But instead of candy, ther bags contained personal items, such as shampoo, toothpaste, toothbrushes and deodorant.
Vicky Bernadette was one of 50 refugees treated by St. Ambrose University occupational therapy students, who have been helping them adjust to life in the U.S.
Ambrose graduate students have helped teach refugees how to read recipes, write checks, use a phone book, understand clothing sizes and use U.S. currency, as part of an English as a Second Language program sponsored jointly by Black Hawk College of Moline, the Illinois Secretary of State, Rock Island-Milan school district, Rock Island County Regional Office of Education Lights On and the church.

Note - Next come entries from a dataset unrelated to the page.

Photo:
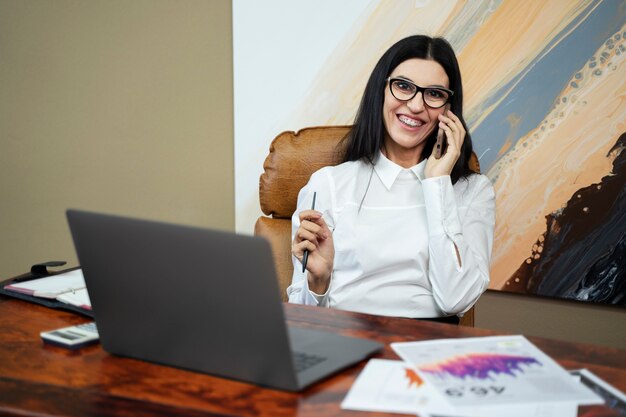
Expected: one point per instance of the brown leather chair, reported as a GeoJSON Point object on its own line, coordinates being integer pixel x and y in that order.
{"type": "Point", "coordinates": [293, 157]}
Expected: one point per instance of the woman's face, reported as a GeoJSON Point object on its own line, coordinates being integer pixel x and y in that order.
{"type": "Point", "coordinates": [409, 123]}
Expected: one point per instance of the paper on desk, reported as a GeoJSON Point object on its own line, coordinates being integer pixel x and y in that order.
{"type": "Point", "coordinates": [79, 298]}
{"type": "Point", "coordinates": [491, 371]}
{"type": "Point", "coordinates": [52, 286]}
{"type": "Point", "coordinates": [393, 387]}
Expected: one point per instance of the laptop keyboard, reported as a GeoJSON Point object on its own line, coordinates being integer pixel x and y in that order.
{"type": "Point", "coordinates": [304, 361]}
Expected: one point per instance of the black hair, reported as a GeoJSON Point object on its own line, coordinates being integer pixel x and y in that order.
{"type": "Point", "coordinates": [367, 135]}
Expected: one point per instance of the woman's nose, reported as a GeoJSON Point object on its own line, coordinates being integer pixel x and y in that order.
{"type": "Point", "coordinates": [416, 104]}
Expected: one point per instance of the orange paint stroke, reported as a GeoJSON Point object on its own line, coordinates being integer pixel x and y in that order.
{"type": "Point", "coordinates": [413, 377]}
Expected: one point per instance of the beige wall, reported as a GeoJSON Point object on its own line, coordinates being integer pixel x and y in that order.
{"type": "Point", "coordinates": [126, 107]}
{"type": "Point", "coordinates": [112, 105]}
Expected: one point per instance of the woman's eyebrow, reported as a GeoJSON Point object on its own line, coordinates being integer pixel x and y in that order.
{"type": "Point", "coordinates": [402, 77]}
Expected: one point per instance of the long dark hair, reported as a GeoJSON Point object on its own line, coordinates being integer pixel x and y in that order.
{"type": "Point", "coordinates": [367, 135]}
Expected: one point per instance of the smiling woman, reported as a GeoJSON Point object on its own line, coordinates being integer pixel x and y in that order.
{"type": "Point", "coordinates": [397, 231]}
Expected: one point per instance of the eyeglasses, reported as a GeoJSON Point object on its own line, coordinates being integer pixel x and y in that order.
{"type": "Point", "coordinates": [404, 90]}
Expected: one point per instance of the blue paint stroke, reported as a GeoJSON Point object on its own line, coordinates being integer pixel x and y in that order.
{"type": "Point", "coordinates": [536, 91]}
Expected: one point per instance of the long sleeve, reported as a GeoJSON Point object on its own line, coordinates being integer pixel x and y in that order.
{"type": "Point", "coordinates": [298, 292]}
{"type": "Point", "coordinates": [465, 226]}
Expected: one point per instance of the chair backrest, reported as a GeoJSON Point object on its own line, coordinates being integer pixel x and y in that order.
{"type": "Point", "coordinates": [293, 157]}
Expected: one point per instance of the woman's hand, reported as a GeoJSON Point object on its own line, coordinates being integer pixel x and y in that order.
{"type": "Point", "coordinates": [455, 135]}
{"type": "Point", "coordinates": [315, 236]}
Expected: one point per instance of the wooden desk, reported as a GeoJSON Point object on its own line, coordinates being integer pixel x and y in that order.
{"type": "Point", "coordinates": [44, 380]}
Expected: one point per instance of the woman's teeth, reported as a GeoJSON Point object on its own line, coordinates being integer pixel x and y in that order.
{"type": "Point", "coordinates": [410, 122]}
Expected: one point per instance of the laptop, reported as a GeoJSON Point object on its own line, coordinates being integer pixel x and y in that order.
{"type": "Point", "coordinates": [202, 300]}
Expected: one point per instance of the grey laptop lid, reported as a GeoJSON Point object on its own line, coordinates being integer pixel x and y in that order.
{"type": "Point", "coordinates": [198, 299]}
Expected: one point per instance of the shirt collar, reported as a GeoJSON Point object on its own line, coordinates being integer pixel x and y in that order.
{"type": "Point", "coordinates": [388, 171]}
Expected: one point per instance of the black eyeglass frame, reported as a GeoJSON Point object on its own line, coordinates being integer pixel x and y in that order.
{"type": "Point", "coordinates": [419, 89]}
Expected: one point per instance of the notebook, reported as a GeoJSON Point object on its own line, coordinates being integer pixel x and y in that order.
{"type": "Point", "coordinates": [202, 300]}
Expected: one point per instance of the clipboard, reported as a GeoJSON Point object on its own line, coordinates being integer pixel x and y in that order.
{"type": "Point", "coordinates": [40, 271]}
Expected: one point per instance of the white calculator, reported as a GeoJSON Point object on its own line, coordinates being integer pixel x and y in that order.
{"type": "Point", "coordinates": [72, 337]}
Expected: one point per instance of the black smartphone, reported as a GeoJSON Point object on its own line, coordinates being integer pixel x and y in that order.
{"type": "Point", "coordinates": [441, 143]}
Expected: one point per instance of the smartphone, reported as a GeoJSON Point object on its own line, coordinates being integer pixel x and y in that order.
{"type": "Point", "coordinates": [72, 337]}
{"type": "Point", "coordinates": [441, 143]}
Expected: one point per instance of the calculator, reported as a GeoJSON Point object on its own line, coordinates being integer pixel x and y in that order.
{"type": "Point", "coordinates": [72, 337]}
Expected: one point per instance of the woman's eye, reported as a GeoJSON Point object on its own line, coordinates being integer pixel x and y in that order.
{"type": "Point", "coordinates": [403, 86]}
{"type": "Point", "coordinates": [436, 93]}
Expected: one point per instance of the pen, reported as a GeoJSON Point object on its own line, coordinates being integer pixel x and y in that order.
{"type": "Point", "coordinates": [305, 257]}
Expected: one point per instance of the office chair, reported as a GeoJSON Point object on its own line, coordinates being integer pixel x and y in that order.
{"type": "Point", "coordinates": [293, 157]}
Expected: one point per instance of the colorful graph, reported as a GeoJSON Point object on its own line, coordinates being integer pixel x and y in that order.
{"type": "Point", "coordinates": [480, 366]}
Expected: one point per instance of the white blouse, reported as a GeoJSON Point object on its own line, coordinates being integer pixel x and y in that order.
{"type": "Point", "coordinates": [395, 240]}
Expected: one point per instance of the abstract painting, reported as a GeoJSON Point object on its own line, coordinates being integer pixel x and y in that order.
{"type": "Point", "coordinates": [545, 93]}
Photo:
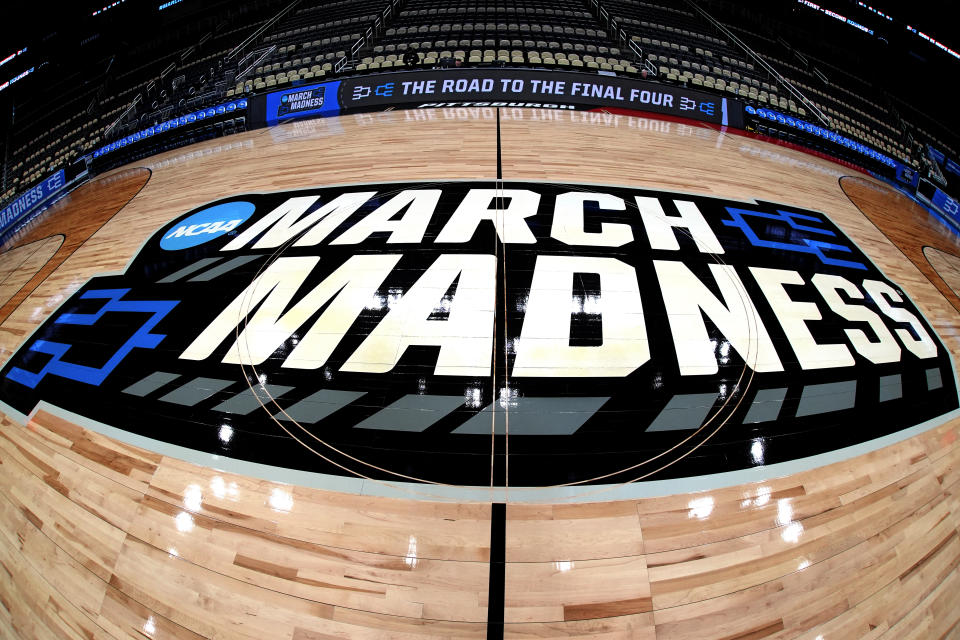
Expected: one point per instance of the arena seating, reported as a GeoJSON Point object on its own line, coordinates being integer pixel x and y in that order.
{"type": "Point", "coordinates": [284, 43]}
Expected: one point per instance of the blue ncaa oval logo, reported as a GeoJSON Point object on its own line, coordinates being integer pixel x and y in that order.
{"type": "Point", "coordinates": [207, 224]}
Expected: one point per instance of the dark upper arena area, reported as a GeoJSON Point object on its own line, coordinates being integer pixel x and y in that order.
{"type": "Point", "coordinates": [79, 77]}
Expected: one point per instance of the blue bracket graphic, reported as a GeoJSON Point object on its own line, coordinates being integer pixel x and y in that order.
{"type": "Point", "coordinates": [142, 338]}
{"type": "Point", "coordinates": [815, 247]}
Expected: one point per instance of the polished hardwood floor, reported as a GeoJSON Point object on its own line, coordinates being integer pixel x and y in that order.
{"type": "Point", "coordinates": [102, 539]}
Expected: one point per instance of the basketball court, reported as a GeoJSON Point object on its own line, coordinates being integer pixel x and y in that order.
{"type": "Point", "coordinates": [481, 372]}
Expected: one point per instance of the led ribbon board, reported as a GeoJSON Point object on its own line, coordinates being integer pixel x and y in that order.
{"type": "Point", "coordinates": [387, 330]}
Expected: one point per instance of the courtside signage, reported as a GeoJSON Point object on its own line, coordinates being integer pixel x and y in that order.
{"type": "Point", "coordinates": [616, 333]}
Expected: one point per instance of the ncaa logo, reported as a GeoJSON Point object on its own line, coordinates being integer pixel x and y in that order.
{"type": "Point", "coordinates": [207, 224]}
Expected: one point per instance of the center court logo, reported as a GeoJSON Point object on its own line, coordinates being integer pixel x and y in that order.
{"type": "Point", "coordinates": [207, 224]}
{"type": "Point", "coordinates": [388, 330]}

Giving them self-care products was designed to accustom them to U.S. customs on things such as bathing and tooth-brushing frequency, Ambrose student Kelsey Nolan said.
Most of the refugees at the event were from Myanmar, formerly called Burma, as well as Iraq and the African areas of Burundi, Democratic Republic of the Congo and Tanzania.
Collecting supplies and money to buy items was something Ms. Nolan said she and classmates felt compelled to do.
The energy refugees have thrown into learning new words and tasks ”is quite touching,” she said. ”This is the least we can do for all their hard work.”
Ms. Nolan told refugees it was almost Halloween and time for kids to get dressed in costumes to go trick-or-treating, a concept recently explained to them in class.
”We all love candy, but these are some basic personal items we hope you will find helpful,” she said.
What made the day more somber was the Sunday death of refugree student Ka Sher, 51, and the Tuesday funeral, program coordinator Lisa Viaene said, holding back tears.
”Knowing where he came from and the struggles he endured will stay with me forever,” she said. ”The people I want to thank the most today are my students. You brighten my world.”
The Rev. Michael Swartz said the students reminded him of the church’s founding 116 years ago.
”We have been in the business of helping immigrants for most of that time,” Rev. Swartz said. ”First, it was our German founders, and now it’s a new, recently immigrated group of neighbors.
”It redeems a bond with our church forbearers, helps a group of new immigrants adapt to this country, and is an opportunity for us to live out our faith,” he said.
”We have come full circle. It looks like coming to America all over again.”